The most recent failed search was fraught with problems, including a lack of viable candidates and conflicts with members of the public and staff over how much input they should have.

And the new search is off to a rocky start, with some board members stating they feel they could find better candidates if the search was conducted more secretly.

But the board will eventually find someone qualified and willing to take the job.

Yet that’s just part of the challenge board members face.

Besides getting a new superintendent in the building, they’re going to need to find a way to retain that person long-term.

The hiring process for superintendents is expensive, time-consuming and often filled with conflict, as Schenectady has learned.

And when superintendents leave, their departure disrupts the educational mission, interrupts progress on systemic reforms, and lowers staff morale, a Vanderbilt University study of superintendent departures found several years ago.

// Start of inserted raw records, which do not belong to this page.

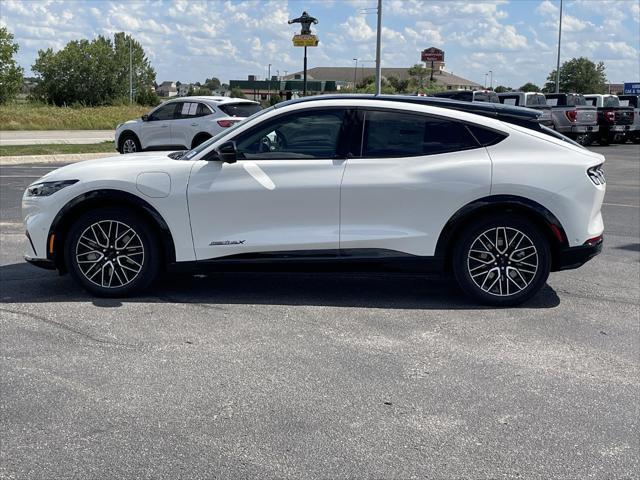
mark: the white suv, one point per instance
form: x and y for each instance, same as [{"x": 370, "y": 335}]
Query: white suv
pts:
[
  {"x": 478, "y": 189},
  {"x": 182, "y": 123}
]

An article in Wednesday’s New York Times highlighted the challenges school districts face in retaining top administrators.

Specifically, it focused on the reasons superintendents quit during the pandemic, including disputes over remote learning, the threat of being fired for unpopular decisions, dealing with union strife, and the 24-7 nature of the job.

In normal times, many superintendents simply leave their jobs for better opportunities.

But other matters also can factor into it, including community and district harmony; school board dysfunction; board turnover; the location and demographics of the district; the age and experience of the superintendent; whether the candidate is hired from within the district/region or recruited from elsewhere; and the specific challenges facing the district.

Schenectady officials need to consider all these factors in identifying suitable candidates for the post and do what they can to mitigate the issues that might compel the next superintendent to leave.

It’s a complex problem with no easy answers.

But if Schenectady officials don’t want to go through this process again any time soon, they’ll have to address not only what they need to do to attract a new superintendent, but what they’re willing to do to hold them.